Gostaria de sugerir a inclusão do item melhor comida hospitalar nas futuras edições especiais de gastronomia de VEJA RIO. Eu sei que, em um país onde a saúde não atende a população, discutir o menu degustação dos internos pode parecer um exercício fútil que beira o mau gosto. Mesmo assim, arrisco insistir no assunto.

Além do paladar, da textura e da apresentação, seriam avaliadas as propriedades terapêuticas dos cardápios. Hoje, as hortas medicinais se encontram em grandes áreas agrícolas, a quilômetros de distância dos nossos olhos. Os extratos vegetais são entregues aos laboratórios farmacêuticos e recebemos o produto envelopado, lacrado e datado com o prazo de validade.

O mesmo processo industrial acontece com os alimentos. Muito do que consumimos é pré-digerido por máquinas e parece tão distante da natureza quanto uma cartela de antibióticos. Porém, por mais branco que seja o arroz, temos certeza de que ele veio da terra.

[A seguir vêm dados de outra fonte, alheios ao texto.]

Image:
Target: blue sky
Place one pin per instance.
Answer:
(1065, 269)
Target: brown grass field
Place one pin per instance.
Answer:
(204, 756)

No ambiente ascético da medicina avançada, a refeição é o que de mais quente e carnal se pode oferecer a um enfermo.

Um prato de comida que lembrasse o quintal de um monge medieval levaria meu voto. Um repasto de ervas, frutas, frutos, caldos, carnes e temperos de curar gente.

O caneco de melhor procedimento noturno iria para os que administrassem benéficas infusões relaxantes na hora do sono. Chocolate amargo, azeites finos, nada de excessos grosseiros. Alimentação frugal para os estados delicados e suculentos guisados na fase de recuperação.

A cozinha japonesa contribuiria com delicadeza e beleza visual. É preciso alimentar o espírito. Tudo tende ao cinza nas internações, as paredes, os aparelhos, a roupa de cama, até a alma perde a cor diante das graves doenças. Mais uma vez, é no vermelho-beterraba, no radiante laranja e no verde-alface que o mundo se faz presente em um quarto de hospital.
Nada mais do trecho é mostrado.